I know....What do I know? I wish there was more info available. It would ease my anxiety. Oh who am I kidding, no it wouldn't. I would obsess just as much if I was getting weekly updates. I just hate to not be getting any info. I know there are others who have been where I am, on the receiving end of nothing, while others get info. How do we slip through the cracks? The same way anything or anyone does I guess. I don't for a second think that my agency is purposefully forgetting to update us. It just happens. I feel bad wishing it wasn't me. But if it wasn't me, it would be another family. Well that isn't good. I don't want it to happen to someone else. That certainly isn't nice. I just wish we could all get the same info. Oh I have become an idealist. When he hell did that happen?

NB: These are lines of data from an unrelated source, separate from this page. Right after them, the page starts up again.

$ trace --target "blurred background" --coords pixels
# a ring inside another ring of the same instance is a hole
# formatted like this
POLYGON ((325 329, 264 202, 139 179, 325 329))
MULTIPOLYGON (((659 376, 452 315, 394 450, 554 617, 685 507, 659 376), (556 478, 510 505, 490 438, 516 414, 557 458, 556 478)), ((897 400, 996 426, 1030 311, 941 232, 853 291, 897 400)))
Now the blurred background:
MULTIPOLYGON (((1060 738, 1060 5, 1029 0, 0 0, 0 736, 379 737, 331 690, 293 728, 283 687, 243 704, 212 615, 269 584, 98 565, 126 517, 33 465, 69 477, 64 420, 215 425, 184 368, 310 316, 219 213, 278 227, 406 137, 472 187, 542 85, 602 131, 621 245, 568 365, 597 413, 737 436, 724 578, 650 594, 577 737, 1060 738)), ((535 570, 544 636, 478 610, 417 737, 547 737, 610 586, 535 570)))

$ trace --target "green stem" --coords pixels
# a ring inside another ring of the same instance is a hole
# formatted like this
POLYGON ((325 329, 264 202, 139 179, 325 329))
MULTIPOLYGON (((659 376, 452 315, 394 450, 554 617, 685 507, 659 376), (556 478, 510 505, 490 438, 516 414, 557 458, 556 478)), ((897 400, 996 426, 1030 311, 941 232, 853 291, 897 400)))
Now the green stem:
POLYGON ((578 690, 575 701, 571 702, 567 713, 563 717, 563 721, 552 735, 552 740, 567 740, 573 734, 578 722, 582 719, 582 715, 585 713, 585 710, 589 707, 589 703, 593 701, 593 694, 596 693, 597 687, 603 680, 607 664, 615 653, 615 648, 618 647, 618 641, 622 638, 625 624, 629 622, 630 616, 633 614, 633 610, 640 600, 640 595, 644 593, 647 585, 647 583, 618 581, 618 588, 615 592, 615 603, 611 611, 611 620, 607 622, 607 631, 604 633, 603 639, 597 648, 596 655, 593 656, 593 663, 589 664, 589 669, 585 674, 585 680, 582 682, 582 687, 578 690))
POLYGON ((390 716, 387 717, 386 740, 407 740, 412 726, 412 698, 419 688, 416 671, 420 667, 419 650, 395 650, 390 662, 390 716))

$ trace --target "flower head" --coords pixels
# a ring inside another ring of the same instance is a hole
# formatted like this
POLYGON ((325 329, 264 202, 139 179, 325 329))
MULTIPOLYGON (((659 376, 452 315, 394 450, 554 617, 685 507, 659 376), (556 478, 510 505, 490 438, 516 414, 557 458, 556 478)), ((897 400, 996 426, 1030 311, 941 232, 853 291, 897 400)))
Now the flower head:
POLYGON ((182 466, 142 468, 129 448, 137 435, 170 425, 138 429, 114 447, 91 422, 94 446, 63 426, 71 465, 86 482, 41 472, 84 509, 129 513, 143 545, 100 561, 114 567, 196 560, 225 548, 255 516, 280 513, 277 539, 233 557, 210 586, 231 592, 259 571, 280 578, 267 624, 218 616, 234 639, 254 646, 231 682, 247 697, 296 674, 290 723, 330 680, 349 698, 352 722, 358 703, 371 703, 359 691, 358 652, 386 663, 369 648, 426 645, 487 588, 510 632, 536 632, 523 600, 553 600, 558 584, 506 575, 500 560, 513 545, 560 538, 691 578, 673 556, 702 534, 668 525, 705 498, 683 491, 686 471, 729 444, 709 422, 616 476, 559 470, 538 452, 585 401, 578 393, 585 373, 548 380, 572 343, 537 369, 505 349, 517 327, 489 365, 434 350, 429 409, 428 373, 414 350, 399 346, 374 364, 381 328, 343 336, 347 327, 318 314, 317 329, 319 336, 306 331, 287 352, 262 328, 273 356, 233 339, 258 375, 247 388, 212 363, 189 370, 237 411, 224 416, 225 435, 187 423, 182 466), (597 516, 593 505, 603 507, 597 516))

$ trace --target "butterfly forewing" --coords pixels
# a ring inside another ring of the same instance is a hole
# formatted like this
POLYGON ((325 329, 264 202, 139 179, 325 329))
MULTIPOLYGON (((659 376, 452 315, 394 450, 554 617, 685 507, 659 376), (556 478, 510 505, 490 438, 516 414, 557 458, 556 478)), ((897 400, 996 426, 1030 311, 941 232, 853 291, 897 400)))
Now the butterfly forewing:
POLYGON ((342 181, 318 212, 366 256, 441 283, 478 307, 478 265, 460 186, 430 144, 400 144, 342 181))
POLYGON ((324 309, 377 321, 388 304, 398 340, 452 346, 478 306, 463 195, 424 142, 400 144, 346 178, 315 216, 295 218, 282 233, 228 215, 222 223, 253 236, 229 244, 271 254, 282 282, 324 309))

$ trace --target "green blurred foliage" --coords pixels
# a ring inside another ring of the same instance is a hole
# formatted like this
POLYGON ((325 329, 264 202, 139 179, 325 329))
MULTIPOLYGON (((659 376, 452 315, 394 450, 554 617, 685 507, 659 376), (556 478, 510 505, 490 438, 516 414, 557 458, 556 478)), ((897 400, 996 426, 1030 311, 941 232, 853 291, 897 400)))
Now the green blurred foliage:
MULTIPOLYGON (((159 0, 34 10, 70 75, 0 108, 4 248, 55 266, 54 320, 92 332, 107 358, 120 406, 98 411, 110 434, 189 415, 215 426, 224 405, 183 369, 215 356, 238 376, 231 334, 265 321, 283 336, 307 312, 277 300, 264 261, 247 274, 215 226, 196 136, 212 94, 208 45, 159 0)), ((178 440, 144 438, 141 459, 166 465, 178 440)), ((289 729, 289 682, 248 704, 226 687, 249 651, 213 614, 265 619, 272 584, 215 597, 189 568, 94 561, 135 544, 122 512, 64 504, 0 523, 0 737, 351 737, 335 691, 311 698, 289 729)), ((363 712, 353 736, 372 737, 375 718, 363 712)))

Maybe this all stems from my chosen position as an outsider. I have always stayed on the periphery. I am not a group person. I don't go out of my way to be included in activities. This has always been a choice I have made and I don't really know why. Interesting. If I had a couch here I would lay down and analyze myself. Thank goodness I don't. I am making myself crazy--well atleast a little more crazy than usual. I am hungry for info and am starved from it. Doesn't everyone know that starvation diets don't work? Come on read the literature. Ugh...I seem to be saying that a lot lately. 7171 minutes left til the end of summer school. Then I can obsess full-time. OH JOY.

1 comment:

Maya said...

Hi! I just came by (via your nice comment on my blog) to say hi. Ended up staying and reading all your archives. Noah is SO CUTE! Those lips! Those big beautiful eyes! You must be nearly crawling out of your skins with the anticipation.

Have you stopped by The Naked Ovary? Karen has been waiing for over eleven months for her daughter Maya from China - plus she and her husband did a bunch of IVF's, etc. No longer how long or short the wait, I'm always amazed by the courage of you adoptive moms (and dads).

Good for you for hanging in there - I look forward to seeing the pictures from your "Gotcha! Day".